Odessa St., 1, Saint Petersburg, Russia, 191124
If you are walking near Smolny, turn onto the small and quiet Odesskaya Street. Here you will find an unusual open-air museum. It doesn’t look like a museum at all—no museum building, no guide. Only lanterns (just six exhibits), which are never lit, and a bronze figure of a lamplighter. The first street lamps in Russia appeared right here in Saint Petersburg.
This happened by decree of Peter I on December 4 (new style), 1706, on the day celebrating the victory over the Swedes. Several street lamps were hung on the facades of four houses near the Peter and Paul Fortress. The first lamps were oil lamps.
The people liked the lamps, their number increased, and the position of lamplighter appeared—someone who lit the lamps in the evening and extinguished them in the morning. The first lamplighters in Petersburg were soldiers stationed in the capital and policemen. They had uniforms and badges. Each lamplighter serviced 9-10 lamps.
Oil lamps had a drawback. Gogol writes about it in “Nevsky Prospect”: “Further, for God’s sake, further from the lamp! And quickly, as quickly as possible, pass by. It’s still lucky if you get away with just having your dandy coat doused with stinking oil.”
From 1821, the first gas lamps appeared in Petersburg, although oil and spirit-turpentine lamps were still used simultaneously. From 1863, kerosene lamps also appeared.
So, the first lamps appeared near the Peter and Paul Fortress, but the museum is located on Odesskaya Street. What makes this small street so remarkable?
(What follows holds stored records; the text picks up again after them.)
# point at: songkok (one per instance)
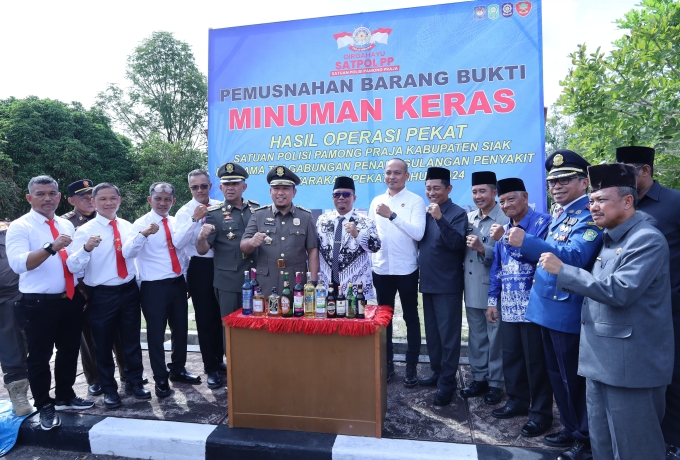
(344, 182)
(483, 178)
(511, 184)
(612, 175)
(565, 163)
(231, 172)
(80, 187)
(635, 155)
(280, 175)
On September 11 (23), 1873, a crowd gathered on quiet Odesskaya Street. In two street lamps, kerosene lamps were replaced by incandescent carbon lamps, and people, carrying newspapers, moved from one lamp to another, comparing the brightness.
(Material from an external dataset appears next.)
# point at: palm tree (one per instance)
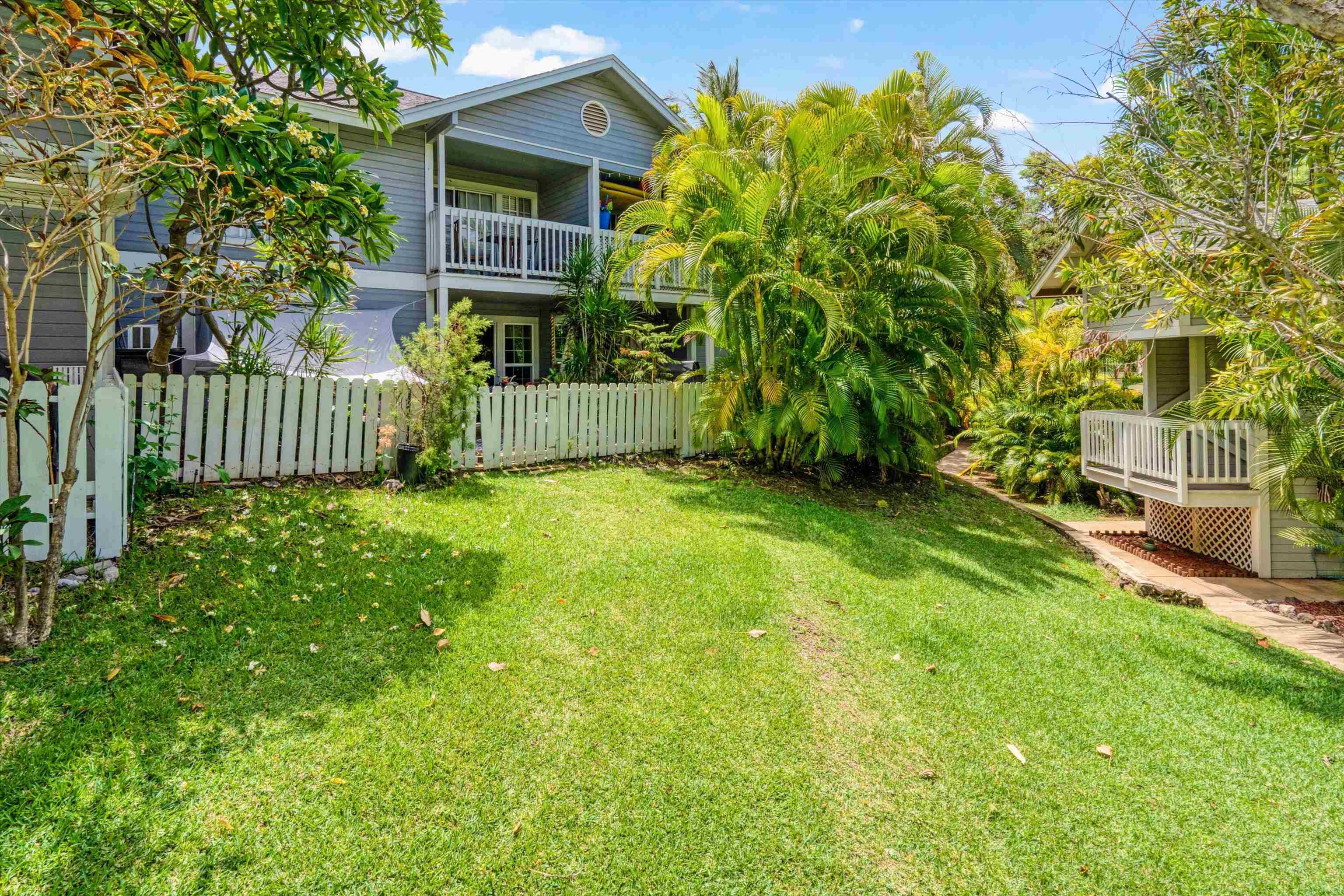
(855, 264)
The fact is that here was the city’s first office for the production of street lighting devices. Electrical engineer Alexander Nikolaevich Lodygin tested the first street electric lamps near the former house of Guard Lieutenant K. Teleshov, where the “Lodygin & Co.” society rented premises.
However, after the first tests, Lodygin’s lamps did not find proper application. Later, Yablochkov’s “candles” were widely used, but the first steps in street electrification were made by Lodygin.
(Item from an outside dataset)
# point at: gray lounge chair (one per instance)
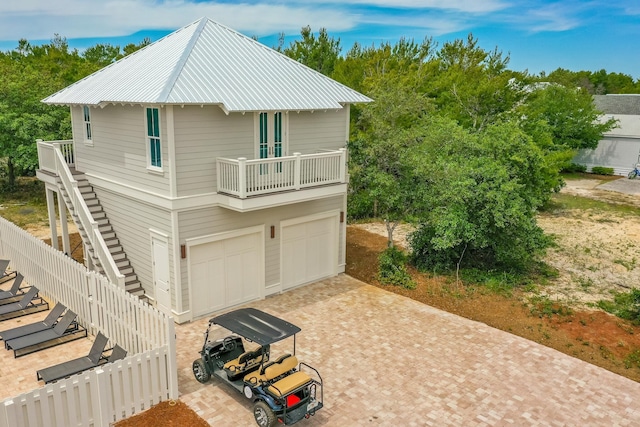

This street in the center of Petersburg seemed to be waiting for the bronze lamplighter: two years before his housewarming, six old-fashioned lamps from different eras were placed on Odesskaya—oil, gas, kerosene, spirit, and electric—visually showing the stages of street lighting development in Saint Petersburg. Made according to archival drawings, they replicate every detail of various lamps from the progress-rich 19th and 20th centuries. It turned out to be an open-air lamp museum with its own guide. However, the exhibits have never been lit since the opening. But despite this, people come here—for impressions, wealth, and prosperity. According to legend, if you rub the bronze lamplighter’s boot, your home will be full of abundance. The main thing is to clearly formulate your wish, because the lamplighter takes everything literally.
When walking around Saint Petersburg, just start paying attention to the masterpieces of street lighting around you. Among them, there are truly works of art! And they fit perfectly into the historical appearance of the city.
On Bolshaya Konyushennaya Street, you can see horses on the lamps.
The lamps on Panteleimonovsky Bridge are notable because their bases are spears with a shield in the middle. And on the shield is the head of Medusa Gorgon.